Government figures argue these tax rises have a morally just purpose. Some will agree with that, others won’t.
But it is unquestionably politically different from where they were.
Was it evidence, I suggested to the prime minister, that his mantra of “country first, party second” had now been reversed?
Take the two child cap. While getting rid of it commands huge if not universal support among Labour MPs, opinion polls suggest keeping it would be popular.
Was the Budget about a politically vulnerable prime minister and chancellor shoring up support among their own MPs, who fret that the government – and by extension them – are deeply, deeply unpopular?
There is no doubt that was part of their – perfectly rational – political calculation.
“It’ll go down well with the PLP,” one minister told me, referring to the Parliamentary Labour Party, knowingly nodding to the prospect that a wider audience around the country may be more sceptical.
The prime minister insisted to me it was the first principles that motivated him – driving down child poverty, improving the NHS and schools.
But both things can be true at the same time.
“We’ve got to show that we get it,” one senior adviser tells me.
They characterise the government’s current posture as doubling down on focusing on the cost of living.
“Living standards are squeezed and have been for ages and ages.

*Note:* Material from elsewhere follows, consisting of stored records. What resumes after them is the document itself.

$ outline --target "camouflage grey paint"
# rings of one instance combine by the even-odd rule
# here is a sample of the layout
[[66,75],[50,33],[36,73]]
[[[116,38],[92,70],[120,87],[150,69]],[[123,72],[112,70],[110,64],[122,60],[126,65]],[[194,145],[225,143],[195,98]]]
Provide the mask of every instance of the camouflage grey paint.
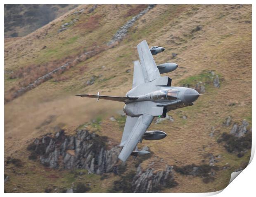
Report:
[[[200,94],[194,89],[171,86],[172,80],[160,73],[173,71],[178,67],[175,63],[156,65],[152,54],[164,51],[163,47],[149,49],[145,40],[137,46],[140,61],[134,62],[132,89],[125,97],[83,94],[77,96],[124,102],[127,115],[120,146],[123,147],[119,158],[125,162],[130,155],[142,155],[148,151],[138,151],[139,141],[159,140],[166,134],[161,131],[146,131],[154,118],[164,118],[166,113],[178,108],[192,106]],[[153,51],[153,52],[152,52]],[[135,151],[133,151],[135,148]]]

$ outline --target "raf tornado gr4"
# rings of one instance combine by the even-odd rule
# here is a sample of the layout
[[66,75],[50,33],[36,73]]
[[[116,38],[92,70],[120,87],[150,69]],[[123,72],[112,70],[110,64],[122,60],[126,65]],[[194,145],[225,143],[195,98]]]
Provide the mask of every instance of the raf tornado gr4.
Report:
[[171,79],[160,74],[171,72],[178,65],[166,63],[156,65],[152,56],[163,51],[163,47],[149,49],[146,40],[137,46],[140,61],[134,62],[133,88],[125,97],[90,94],[77,95],[124,102],[123,111],[127,115],[120,146],[123,148],[119,158],[123,162],[130,155],[137,156],[150,153],[138,151],[137,147],[143,139],[156,140],[165,137],[161,131],[146,131],[155,116],[165,118],[166,112],[177,108],[193,105],[200,94],[196,90],[183,87],[172,86]]

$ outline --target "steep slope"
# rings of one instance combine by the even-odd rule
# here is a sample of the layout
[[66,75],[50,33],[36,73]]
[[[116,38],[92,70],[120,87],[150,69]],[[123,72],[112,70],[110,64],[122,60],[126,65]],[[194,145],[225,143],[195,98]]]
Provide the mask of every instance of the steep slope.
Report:
[[5,37],[24,36],[78,5],[5,5]]
[[[60,192],[61,188],[79,181],[90,183],[91,192],[117,188],[126,190],[115,181],[131,183],[128,177],[132,174],[127,170],[121,176],[109,173],[107,179],[101,180],[100,175],[93,174],[77,180],[75,175],[82,170],[60,172],[45,167],[38,160],[28,159],[26,148],[35,138],[54,133],[56,125],[69,135],[75,134],[80,125],[100,136],[107,136],[110,146],[117,145],[125,120],[118,114],[123,104],[101,101],[96,104],[93,100],[73,95],[98,91],[125,95],[131,88],[133,61],[138,59],[136,46],[144,39],[150,45],[165,48],[154,57],[157,64],[179,65],[174,72],[162,75],[170,76],[173,86],[197,85],[201,89],[203,86],[205,93],[193,106],[170,111],[171,118],[152,123],[149,130],[161,130],[168,135],[162,140],[139,144],[140,148],[148,146],[152,154],[141,161],[142,172],[139,173],[146,174],[148,167],[159,171],[165,170],[166,165],[176,166],[172,173],[178,184],[162,191],[206,192],[225,188],[231,173],[246,166],[249,147],[239,157],[236,150],[229,152],[225,141],[218,139],[223,132],[235,129],[235,124],[237,127],[243,125],[244,119],[249,123],[244,124],[248,133],[251,127],[251,7],[157,5],[135,22],[123,40],[113,47],[107,46],[121,27],[147,7],[81,5],[24,37],[6,39],[5,158],[24,163],[20,167],[6,165],[5,174],[10,177],[5,184],[6,191],[14,191],[15,188],[19,192],[43,192],[54,187]],[[69,25],[62,27],[66,23]],[[60,31],[63,28],[66,29]],[[97,53],[72,62],[65,72],[13,97],[17,90],[92,51]],[[115,121],[109,120],[111,116]],[[136,170],[135,162],[131,158],[127,165]],[[218,166],[219,169],[206,167],[206,173],[212,176],[190,171],[191,167],[201,169],[202,165]],[[185,167],[188,172],[180,173]],[[209,182],[202,181],[206,178]],[[33,181],[39,178],[40,185]]]

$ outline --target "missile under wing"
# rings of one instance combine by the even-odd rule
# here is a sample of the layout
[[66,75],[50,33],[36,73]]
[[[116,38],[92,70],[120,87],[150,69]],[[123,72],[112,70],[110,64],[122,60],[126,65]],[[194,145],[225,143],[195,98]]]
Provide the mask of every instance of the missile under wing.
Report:
[[[140,84],[160,77],[159,70],[146,40],[137,46],[140,61],[134,62],[133,88]],[[141,103],[140,104],[143,104]],[[147,107],[147,106],[145,106]],[[141,140],[154,116],[143,114],[139,117],[127,116],[120,146],[123,146],[119,158],[125,162]]]

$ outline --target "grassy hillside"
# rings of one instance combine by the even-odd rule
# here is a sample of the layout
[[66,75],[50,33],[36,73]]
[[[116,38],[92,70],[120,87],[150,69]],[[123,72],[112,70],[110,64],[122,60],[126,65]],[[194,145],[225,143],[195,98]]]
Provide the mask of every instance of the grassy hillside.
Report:
[[[152,162],[157,170],[166,164],[209,164],[213,155],[218,160],[215,165],[228,167],[217,171],[212,181],[206,183],[201,177],[175,172],[178,185],[162,190],[206,192],[224,188],[231,172],[246,166],[250,150],[238,157],[218,140],[244,119],[251,127],[251,6],[157,5],[135,22],[123,40],[107,46],[119,28],[147,7],[98,5],[92,10],[92,5],[81,5],[26,36],[5,39],[5,158],[23,163],[5,165],[5,174],[10,177],[5,185],[7,192],[44,192],[49,187],[60,192],[78,181],[90,183],[92,192],[112,188],[118,176],[110,173],[102,180],[100,175],[86,174],[78,179],[75,172],[80,170],[59,171],[28,160],[26,147],[33,139],[54,132],[56,125],[72,134],[85,124],[100,136],[108,136],[112,144],[119,144],[125,120],[119,114],[123,104],[96,103],[73,95],[98,91],[125,95],[132,86],[133,61],[138,59],[136,46],[143,39],[150,46],[166,49],[154,56],[157,64],[178,64],[175,71],[162,75],[171,77],[173,86],[194,88],[201,82],[205,92],[193,106],[169,112],[173,121],[153,121],[149,130],[163,130],[168,136],[139,144],[139,148],[148,146],[153,153],[142,167],[146,169]],[[59,31],[71,21],[75,22]],[[76,59],[92,51],[97,53]],[[65,72],[14,96],[17,90],[69,61],[72,64]],[[213,85],[216,74],[219,88]],[[231,123],[227,126],[223,123],[229,116]],[[111,116],[116,121],[109,120]],[[129,159],[129,163],[133,162]]]
[[5,5],[5,37],[24,36],[63,15],[77,5]]

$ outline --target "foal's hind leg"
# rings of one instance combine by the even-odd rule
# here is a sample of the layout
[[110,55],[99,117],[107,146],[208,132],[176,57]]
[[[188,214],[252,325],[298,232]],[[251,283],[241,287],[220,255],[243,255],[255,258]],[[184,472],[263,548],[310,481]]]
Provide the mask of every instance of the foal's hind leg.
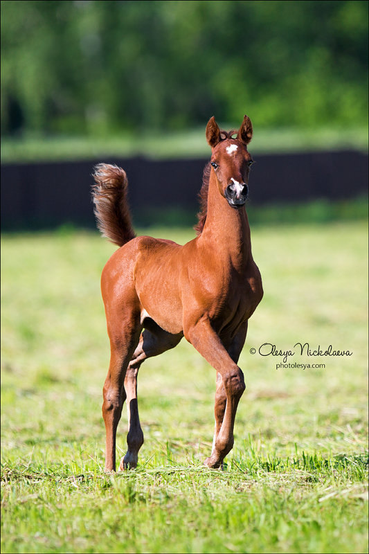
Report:
[[141,326],[139,312],[129,312],[119,321],[107,310],[110,338],[110,364],[103,388],[102,416],[105,423],[105,472],[116,470],[116,429],[126,395],[123,386],[125,373],[138,342]]
[[120,470],[136,467],[138,451],[143,444],[143,433],[137,403],[137,376],[140,366],[147,358],[157,356],[177,346],[183,337],[183,333],[171,334],[164,331],[152,319],[145,320],[145,324],[150,329],[145,329],[140,337],[138,345],[128,366],[124,383],[128,413],[128,450],[120,461]]

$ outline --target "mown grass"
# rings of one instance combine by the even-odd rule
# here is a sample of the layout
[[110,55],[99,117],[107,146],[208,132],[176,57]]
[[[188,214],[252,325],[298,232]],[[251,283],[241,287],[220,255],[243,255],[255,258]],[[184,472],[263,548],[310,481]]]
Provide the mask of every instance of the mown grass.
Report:
[[[3,552],[368,551],[366,224],[259,226],[252,240],[265,295],[225,470],[201,465],[215,372],[182,341],[143,366],[139,466],[111,476],[99,280],[114,247],[66,229],[3,237]],[[352,354],[296,354],[289,362],[325,367],[277,370],[280,357],[258,352],[298,341]]]
[[[232,125],[224,124],[224,129]],[[368,127],[265,129],[255,134],[253,154],[359,150],[368,152]],[[107,136],[25,136],[1,141],[3,163],[55,161],[104,156],[150,158],[202,157],[209,155],[205,127],[178,132],[143,132]]]

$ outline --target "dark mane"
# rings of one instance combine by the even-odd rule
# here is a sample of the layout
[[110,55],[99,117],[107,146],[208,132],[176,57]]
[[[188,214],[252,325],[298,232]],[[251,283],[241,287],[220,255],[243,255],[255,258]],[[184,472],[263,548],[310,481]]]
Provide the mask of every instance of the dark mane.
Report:
[[[228,138],[233,138],[232,135],[235,134],[237,131],[221,131],[220,140],[226,141]],[[208,213],[208,192],[209,190],[209,179],[210,177],[211,166],[210,161],[205,166],[204,173],[202,174],[202,185],[199,193],[199,199],[200,201],[200,211],[197,214],[198,222],[194,226],[197,235],[201,235]]]

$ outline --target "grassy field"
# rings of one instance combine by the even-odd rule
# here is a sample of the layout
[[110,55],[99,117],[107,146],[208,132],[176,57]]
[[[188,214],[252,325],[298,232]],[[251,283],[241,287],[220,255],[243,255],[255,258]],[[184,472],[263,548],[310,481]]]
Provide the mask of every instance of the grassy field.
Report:
[[[252,240],[265,295],[225,470],[201,465],[215,375],[183,340],[141,370],[138,469],[107,476],[99,280],[114,247],[65,230],[3,237],[2,552],[368,551],[366,223],[259,226]],[[277,369],[282,356],[258,352],[298,342],[352,355],[296,352]]]
[[[232,125],[224,124],[230,129]],[[238,128],[238,127],[237,127]],[[368,127],[316,129],[271,129],[255,132],[253,154],[305,150],[359,150],[368,152]],[[107,136],[24,136],[1,141],[2,163],[100,159],[104,156],[188,158],[209,155],[204,127],[181,132],[145,132]]]

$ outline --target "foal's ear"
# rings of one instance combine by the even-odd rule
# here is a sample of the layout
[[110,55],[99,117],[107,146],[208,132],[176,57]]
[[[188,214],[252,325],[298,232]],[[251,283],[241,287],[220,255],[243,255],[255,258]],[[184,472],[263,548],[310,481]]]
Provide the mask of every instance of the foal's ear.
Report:
[[242,141],[244,144],[249,144],[253,138],[253,125],[251,120],[247,116],[244,116],[244,120],[240,127],[237,138],[239,141]]
[[220,141],[220,129],[214,116],[210,117],[206,125],[206,140],[212,148]]

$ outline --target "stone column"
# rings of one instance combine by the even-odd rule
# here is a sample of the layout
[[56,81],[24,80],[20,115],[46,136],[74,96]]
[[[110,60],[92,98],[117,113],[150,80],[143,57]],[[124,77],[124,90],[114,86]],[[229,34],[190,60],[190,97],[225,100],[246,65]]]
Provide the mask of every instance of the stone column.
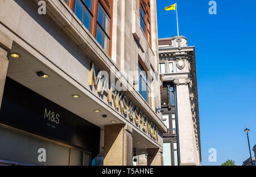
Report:
[[200,165],[191,112],[189,91],[185,79],[174,81],[176,85],[179,152],[181,166]]
[[0,31],[0,109],[9,62],[7,57],[12,45],[11,39]]
[[148,166],[163,166],[163,149],[148,149]]
[[133,165],[133,129],[115,124],[105,127],[104,166]]

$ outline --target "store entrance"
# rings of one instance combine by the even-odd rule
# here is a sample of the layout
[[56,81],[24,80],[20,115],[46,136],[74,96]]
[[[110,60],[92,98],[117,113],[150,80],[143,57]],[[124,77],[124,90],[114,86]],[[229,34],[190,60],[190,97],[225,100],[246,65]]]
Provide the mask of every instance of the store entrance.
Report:
[[0,165],[89,166],[90,153],[0,125]]

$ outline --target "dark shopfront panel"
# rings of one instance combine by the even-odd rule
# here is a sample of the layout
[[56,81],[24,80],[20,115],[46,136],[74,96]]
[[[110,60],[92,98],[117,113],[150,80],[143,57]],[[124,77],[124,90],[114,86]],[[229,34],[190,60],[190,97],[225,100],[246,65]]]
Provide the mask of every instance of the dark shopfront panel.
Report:
[[[0,164],[89,165],[99,153],[100,136],[99,127],[7,78],[0,109]],[[41,148],[46,162],[38,161]]]

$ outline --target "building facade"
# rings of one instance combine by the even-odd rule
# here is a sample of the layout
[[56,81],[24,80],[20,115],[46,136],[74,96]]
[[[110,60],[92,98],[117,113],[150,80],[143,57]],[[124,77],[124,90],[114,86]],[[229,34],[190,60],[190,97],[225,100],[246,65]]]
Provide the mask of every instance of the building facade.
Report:
[[[252,157],[251,159],[253,160],[253,164],[254,166],[256,166],[256,145],[253,147],[253,151],[254,153],[254,157]],[[245,161],[243,162],[242,166],[251,166],[251,158],[249,158]]]
[[201,145],[195,47],[183,36],[159,40],[165,166],[200,165]]
[[158,66],[155,0],[0,0],[0,165],[162,165]]

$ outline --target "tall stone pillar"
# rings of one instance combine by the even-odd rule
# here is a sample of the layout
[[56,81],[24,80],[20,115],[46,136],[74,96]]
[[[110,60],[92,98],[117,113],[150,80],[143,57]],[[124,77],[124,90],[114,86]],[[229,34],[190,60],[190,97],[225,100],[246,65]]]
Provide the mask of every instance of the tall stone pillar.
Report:
[[148,166],[163,166],[163,149],[148,149]]
[[193,129],[188,79],[174,81],[176,85],[179,142],[181,166],[200,165]]
[[133,165],[133,129],[115,124],[105,127],[104,166]]
[[8,69],[9,60],[7,57],[12,45],[13,40],[11,39],[0,31],[0,109]]

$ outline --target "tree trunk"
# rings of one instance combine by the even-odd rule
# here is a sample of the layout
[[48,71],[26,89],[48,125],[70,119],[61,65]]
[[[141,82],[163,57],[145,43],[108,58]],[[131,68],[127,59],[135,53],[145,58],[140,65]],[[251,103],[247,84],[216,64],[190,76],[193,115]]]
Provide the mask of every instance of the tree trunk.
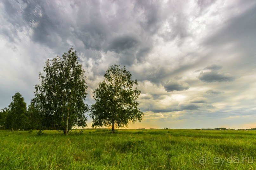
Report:
[[115,123],[113,122],[112,123],[112,134],[115,133]]

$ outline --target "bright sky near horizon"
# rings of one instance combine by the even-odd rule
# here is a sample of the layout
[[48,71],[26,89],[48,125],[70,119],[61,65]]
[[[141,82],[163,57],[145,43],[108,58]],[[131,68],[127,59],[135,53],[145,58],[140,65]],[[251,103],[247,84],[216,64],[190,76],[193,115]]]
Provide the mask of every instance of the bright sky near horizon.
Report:
[[138,81],[129,128],[256,127],[255,1],[3,0],[0,23],[0,109],[73,47],[89,105],[108,67]]

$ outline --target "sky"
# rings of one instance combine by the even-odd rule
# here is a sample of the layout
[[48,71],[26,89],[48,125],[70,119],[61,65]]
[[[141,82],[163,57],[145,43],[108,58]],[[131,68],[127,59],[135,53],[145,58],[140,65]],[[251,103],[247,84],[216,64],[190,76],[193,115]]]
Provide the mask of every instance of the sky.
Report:
[[1,0],[0,108],[18,92],[29,105],[46,60],[73,47],[89,105],[108,67],[137,80],[144,116],[129,128],[256,128],[255,11],[253,0]]

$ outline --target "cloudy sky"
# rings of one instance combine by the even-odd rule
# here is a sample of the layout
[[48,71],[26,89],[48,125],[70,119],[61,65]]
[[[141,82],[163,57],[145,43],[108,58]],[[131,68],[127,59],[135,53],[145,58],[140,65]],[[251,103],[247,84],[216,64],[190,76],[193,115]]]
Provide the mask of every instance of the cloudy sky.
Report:
[[[0,1],[0,108],[29,104],[44,62],[73,47],[86,101],[108,67],[141,90],[129,128],[256,127],[256,1]],[[89,119],[89,127],[91,120]]]

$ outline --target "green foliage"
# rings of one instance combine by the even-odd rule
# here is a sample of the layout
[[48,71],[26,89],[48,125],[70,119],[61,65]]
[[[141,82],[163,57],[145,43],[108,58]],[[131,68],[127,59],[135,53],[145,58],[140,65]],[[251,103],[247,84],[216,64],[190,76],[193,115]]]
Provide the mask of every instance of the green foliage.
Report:
[[0,111],[0,129],[8,129],[7,121],[10,109],[5,108],[2,110],[2,111]]
[[87,95],[86,77],[79,64],[76,51],[70,48],[62,57],[48,60],[40,73],[41,84],[36,86],[35,105],[43,116],[43,126],[48,129],[61,129],[67,134],[75,126],[86,126],[84,103]]
[[[67,138],[56,130],[39,136],[1,130],[0,170],[256,169],[255,131],[116,130],[113,136],[109,130]],[[229,163],[232,155],[241,161],[253,157],[254,162]],[[201,156],[207,159],[205,167]],[[213,163],[216,157],[226,158],[221,165]]]
[[6,128],[14,130],[24,130],[28,124],[27,114],[27,104],[19,92],[12,97],[12,101],[9,105],[10,111],[6,117]]
[[105,78],[94,91],[96,102],[91,106],[89,115],[93,119],[93,127],[115,126],[127,126],[129,121],[140,121],[143,113],[138,108],[137,100],[141,91],[137,88],[137,81],[131,80],[131,74],[125,67],[120,65],[109,68],[104,75]]
[[44,133],[43,132],[43,130],[40,129],[38,131],[37,131],[36,134],[37,134],[37,135],[38,136],[41,136],[42,134],[44,134]]
[[43,115],[36,108],[34,99],[32,99],[28,109],[29,124],[29,129],[38,129],[42,126]]

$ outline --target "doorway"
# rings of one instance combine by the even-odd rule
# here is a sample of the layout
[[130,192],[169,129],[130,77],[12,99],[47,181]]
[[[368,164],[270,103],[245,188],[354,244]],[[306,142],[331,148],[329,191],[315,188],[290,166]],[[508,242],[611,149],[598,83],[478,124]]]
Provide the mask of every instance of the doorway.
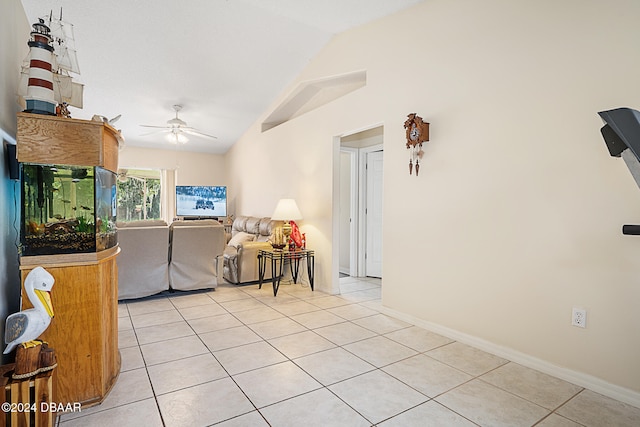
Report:
[[338,180],[334,201],[338,208],[334,212],[338,241],[334,247],[339,255],[334,265],[340,277],[381,278],[383,127],[345,135],[337,141],[339,156],[334,164],[339,170],[334,173]]

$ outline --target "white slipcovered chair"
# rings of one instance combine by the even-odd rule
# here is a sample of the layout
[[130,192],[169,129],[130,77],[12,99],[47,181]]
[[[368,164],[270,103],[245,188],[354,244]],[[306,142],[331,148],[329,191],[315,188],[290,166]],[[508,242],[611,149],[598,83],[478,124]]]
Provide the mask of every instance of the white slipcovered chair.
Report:
[[142,298],[169,289],[169,226],[119,225],[118,299]]
[[224,227],[214,220],[171,224],[169,282],[171,289],[195,290],[218,286],[216,264],[224,252]]

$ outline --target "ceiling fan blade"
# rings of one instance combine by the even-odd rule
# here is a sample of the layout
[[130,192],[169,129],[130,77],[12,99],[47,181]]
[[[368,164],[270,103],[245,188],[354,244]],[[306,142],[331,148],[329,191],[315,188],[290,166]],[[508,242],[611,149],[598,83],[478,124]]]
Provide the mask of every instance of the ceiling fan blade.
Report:
[[213,135],[209,135],[209,134],[206,134],[206,133],[202,133],[199,130],[195,130],[194,128],[182,127],[180,129],[182,129],[185,133],[188,133],[189,135],[202,136],[202,137],[211,138],[211,139],[218,139],[217,136],[213,136]]

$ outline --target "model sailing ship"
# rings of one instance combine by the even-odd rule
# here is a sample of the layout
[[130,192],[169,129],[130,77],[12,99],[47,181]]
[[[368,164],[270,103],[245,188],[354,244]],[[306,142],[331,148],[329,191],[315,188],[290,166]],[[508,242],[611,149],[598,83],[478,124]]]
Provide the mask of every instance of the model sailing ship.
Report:
[[82,108],[83,85],[73,81],[80,75],[73,25],[53,16],[32,25],[29,55],[22,66],[18,94],[25,112],[69,117],[67,106]]

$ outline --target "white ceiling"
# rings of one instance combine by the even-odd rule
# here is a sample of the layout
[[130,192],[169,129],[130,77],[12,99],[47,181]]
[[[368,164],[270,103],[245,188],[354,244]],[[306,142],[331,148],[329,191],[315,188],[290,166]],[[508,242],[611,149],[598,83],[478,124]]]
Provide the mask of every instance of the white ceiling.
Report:
[[[332,35],[421,0],[22,0],[74,25],[85,85],[74,118],[112,118],[126,144],[224,153]],[[25,44],[29,34],[24,35]],[[141,136],[180,118],[217,140]]]

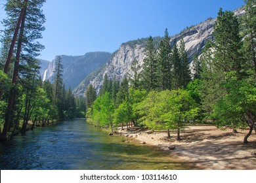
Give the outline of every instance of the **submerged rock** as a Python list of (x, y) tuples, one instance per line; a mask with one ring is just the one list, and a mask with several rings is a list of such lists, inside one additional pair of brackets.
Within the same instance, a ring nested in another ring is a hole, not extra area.
[(169, 150), (175, 150), (175, 146), (169, 146), (168, 147), (168, 148), (169, 149)]

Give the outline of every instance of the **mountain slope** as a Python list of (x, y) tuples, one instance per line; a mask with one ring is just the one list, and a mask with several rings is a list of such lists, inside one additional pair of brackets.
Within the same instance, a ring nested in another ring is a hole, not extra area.
[[(244, 8), (241, 8), (234, 12), (236, 15), (240, 16), (244, 11)], [(183, 39), (189, 62), (191, 62), (194, 54), (197, 53), (200, 55), (207, 41), (214, 41), (213, 33), (215, 21), (216, 19), (209, 18), (171, 37), (171, 46), (173, 46), (176, 42), (179, 42), (179, 41)], [(160, 40), (159, 37), (154, 38), (155, 44), (157, 44)], [(83, 96), (86, 88), (90, 83), (96, 88), (98, 92), (102, 84), (103, 77), (106, 74), (112, 79), (116, 76), (117, 80), (121, 80), (130, 71), (131, 62), (134, 59), (137, 59), (139, 64), (142, 65), (143, 59), (145, 57), (144, 49), (146, 41), (147, 39), (140, 39), (122, 44), (100, 71), (98, 71), (96, 74), (90, 75), (75, 88), (74, 94), (77, 96)]]
[[(61, 56), (63, 65), (63, 81), (66, 88), (75, 88), (90, 73), (106, 63), (111, 54), (108, 52), (89, 52), (84, 56)], [(55, 58), (44, 71), (43, 80), (52, 81), (55, 67)]]

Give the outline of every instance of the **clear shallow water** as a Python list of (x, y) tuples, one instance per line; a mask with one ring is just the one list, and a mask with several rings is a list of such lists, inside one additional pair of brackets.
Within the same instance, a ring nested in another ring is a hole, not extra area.
[(0, 169), (190, 169), (156, 148), (123, 143), (86, 124), (60, 122), (0, 144)]

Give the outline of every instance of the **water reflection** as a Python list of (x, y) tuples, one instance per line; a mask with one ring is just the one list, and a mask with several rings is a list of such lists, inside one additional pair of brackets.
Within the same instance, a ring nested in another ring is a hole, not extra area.
[(75, 120), (29, 131), (0, 144), (1, 169), (186, 169), (154, 148)]

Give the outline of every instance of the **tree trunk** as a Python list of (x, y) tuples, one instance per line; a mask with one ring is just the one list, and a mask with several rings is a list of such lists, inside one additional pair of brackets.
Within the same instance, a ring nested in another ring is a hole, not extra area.
[[(19, 40), (18, 42), (18, 46), (17, 46), (17, 52), (16, 55), (16, 61), (14, 63), (14, 70), (13, 72), (13, 75), (12, 75), (12, 83), (14, 84), (16, 83), (16, 79), (18, 77), (18, 65), (20, 62), (20, 52), (21, 52), (21, 47), (22, 44), (22, 39), (23, 39), (23, 33), (24, 33), (24, 29), (25, 27), (25, 20), (26, 20), (26, 5), (28, 3), (28, 0), (24, 1), (24, 7), (22, 8), (22, 11), (24, 11), (22, 12), (23, 15), (22, 16), (22, 18), (20, 20), (21, 21), (21, 27), (20, 27), (20, 36), (19, 36)], [(5, 67), (5, 69), (9, 69), (9, 66), (6, 65)], [(4, 127), (3, 129), (3, 133), (1, 134), (1, 139), (2, 140), (5, 140), (7, 139), (7, 132), (8, 129), (9, 129), (10, 127), (10, 124), (12, 120), (12, 116), (13, 116), (13, 107), (14, 107), (14, 98), (15, 98), (15, 94), (16, 94), (16, 91), (14, 89), (14, 86), (12, 88), (11, 90), (11, 93), (10, 93), (10, 97), (9, 99), (9, 103), (8, 103), (8, 107), (7, 107), (7, 112), (6, 112), (5, 116), (5, 124)]]
[(232, 133), (238, 133), (238, 131), (236, 130), (236, 128), (235, 127), (234, 127), (232, 122), (231, 122), (231, 126), (232, 126)]
[(252, 126), (250, 126), (250, 130), (249, 131), (249, 133), (247, 135), (245, 135), (245, 137), (244, 137), (244, 144), (247, 144), (248, 143), (248, 137), (251, 135), (251, 133), (253, 132), (253, 127)]
[(31, 129), (32, 130), (33, 130), (33, 129), (35, 128), (35, 125), (36, 120), (37, 120), (37, 118), (35, 117), (35, 118), (33, 121), (32, 126), (31, 127)]
[[(11, 59), (12, 57), (12, 53), (13, 53), (13, 50), (14, 50), (14, 48), (15, 46), (16, 41), (17, 40), (17, 37), (18, 37), (18, 31), (20, 29), (20, 24), (21, 24), (23, 18), (25, 17), (25, 10), (26, 9), (27, 3), (28, 3), (28, 0), (24, 0), (24, 7), (21, 9), (21, 11), (20, 13), (20, 16), (18, 19), (17, 24), (16, 24), (14, 33), (14, 35), (12, 37), (12, 42), (11, 44), (10, 49), (9, 49), (9, 51), (8, 53), (7, 59), (5, 68), (4, 68), (4, 73), (5, 74), (7, 74), (8, 71), (9, 71), (9, 67), (10, 67)], [(2, 97), (3, 93), (3, 90), (0, 90), (0, 99)]]
[(180, 133), (181, 133), (181, 130), (179, 128), (178, 128), (178, 131), (177, 131), (177, 140), (178, 141), (181, 141)]
[(168, 135), (168, 137), (171, 137), (170, 129), (167, 129), (167, 135)]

Nearly 20 years. This is the politics of trying. And showing that we are trying – via various levers – to make a difference,” a cabinet minister tells me.
Hence the focus in the Budget on energy bills, rail fares and the costs of a prescription, for instance.
Labour MPs, for now, seem willing to at least give the prime minister and the chancellor the benefit of the doubt.
Others are much more positive, glad to have something they believe in they can sell on the doorstep.
The prime minister wants to sound upbeat without sounding detached.
“I’m optimistic about this country. I think by putting in the proper foundations, taking the fair and necessary decisions, we can defy all of the forecasts,” he tells me.
He knows defying the gloomy economic forecasts will be key to him defying the gloomy political forecasts, with many of his own MPs privately pondering how long he should carry on if the government continues to remain so unpopular with voters.
An improvement in the government’s popularity, and therefore their own popularity, is what they really crave.